Son olarak 59 il başkanı ve 129 millektvekili olağanüstü kurultay girişiminin sona ermesi için imza verdi. Ancak Bilecik Milletvekili Yaşar Tüzün, Bolu Milletvekili Tanju Özcan, Edirne Milletvekili Erdin Bircan, Elazığ Milletvekili Gürsel Erol, İstanbul Milletvekili Ali Şeker, İstanbul Milletvekili Gürsel Tekin, İzmir Milletvekili Mehmet Ali Çelebi, İzmir Milletvekili Selin Sayek Böke, Karabük Milletvekili Hüseyin Avni Aksoy, Kastamonu Milletvekili Hasan Baltacı, Trabzon Milletvekili Ahmet Kaya, Yalova Milletvekili Özcan Özel yayınlanan bildiriye imza atmamayı tercih etti.
Bu arada tartışmalar sürerken, küçük bir grup CHP Genel Başkanı Kılıçdaroğlu’na destek vermek amacıyla ellerinde dövizlerle genel merkez binasına geldi. Genel Başkanla yaptıkları kısa görüşmenin ardından partiden ayrıldılar.
CHP Milletvekili Yaşar Tüzün, olağanüstü kurultay için gerekli imza sayısına ulaştıklarını açıkladı. Tüzün dün Meclis’te düzenlediği basın toplantısında, 559 ıslak imzaya ilişkin Ankara 47. Noteri’nin tespit tutanağını da paylaştı. Tüzün, “Posta ve kargoyla geliyor” dediği 69 imzayla ilgili Gökhan Günaydın’ın da aralarında bulunduğu delegelerden kendilerine WhatsApp ile ulaştırılan fotoğrafları da gazetecilere göstererek “İmzanın geri çekilmesi konusunda bize bir bilgi ulaşmamıştır” dedi. Tüzün, imzaları tüzüğe göre sürenin sona ereceği pazartesi günü saat 17.30’a kadar genel merkeze ileteceklerini belirtti.
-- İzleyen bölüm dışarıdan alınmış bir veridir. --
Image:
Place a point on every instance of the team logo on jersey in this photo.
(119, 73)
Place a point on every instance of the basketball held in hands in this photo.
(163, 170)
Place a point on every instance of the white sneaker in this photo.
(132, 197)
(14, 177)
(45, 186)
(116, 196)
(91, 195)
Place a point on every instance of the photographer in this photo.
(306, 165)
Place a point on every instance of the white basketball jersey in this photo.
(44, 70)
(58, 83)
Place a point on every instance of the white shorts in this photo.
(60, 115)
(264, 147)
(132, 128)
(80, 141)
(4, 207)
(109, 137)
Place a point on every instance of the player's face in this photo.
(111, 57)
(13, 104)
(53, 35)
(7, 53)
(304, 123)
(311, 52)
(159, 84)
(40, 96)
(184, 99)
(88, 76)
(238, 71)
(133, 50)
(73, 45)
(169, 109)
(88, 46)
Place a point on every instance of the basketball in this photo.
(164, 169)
CHP Genel Başkan Yardımcısı Muharrem Erkek, Twitter’dan yanıt verdi: “Cuma günü 604 noter onaylı imza elimizde demiştiniz. Getirin kurultayı toplayalım demiştik. Bugün 559 noter onaylı imza var diyorsunuz!”
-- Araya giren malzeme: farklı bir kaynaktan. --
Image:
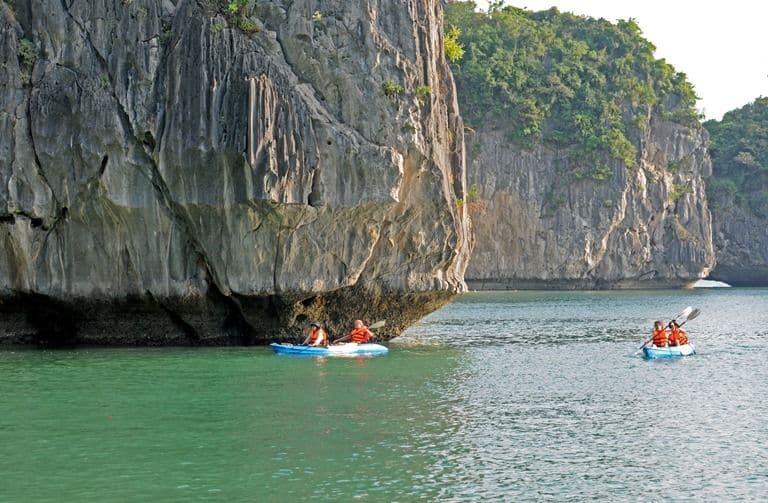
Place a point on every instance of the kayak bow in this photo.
(669, 351)
(350, 349)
CHP Genel Başkanı Kemal Kılıçdaroğlu, sosyal paylaşım sitesi Twitter’dan yaptığı açıklamada, “ABD Başkanı Trump ve ekibinin, ülkemize yönelik tehdit içeren sosyal medya mesajları müttefiklik hukukuna aykırıdır. Milli Kurtuluş Savaşı sonunda bağımsızlığını kazanmış bir ülkenin vatandaşları için bu mesajlar asla kabul edilemez. Ancak, üzülerek belirtmeliyim ki tek adam rejiminin ülkemizde yarattığı hukuksuzluk ve yargının siyasallaşması, Trump ve ekibine böyle bir tutum alma cesareti verebiliyor. Yazık...” dedi.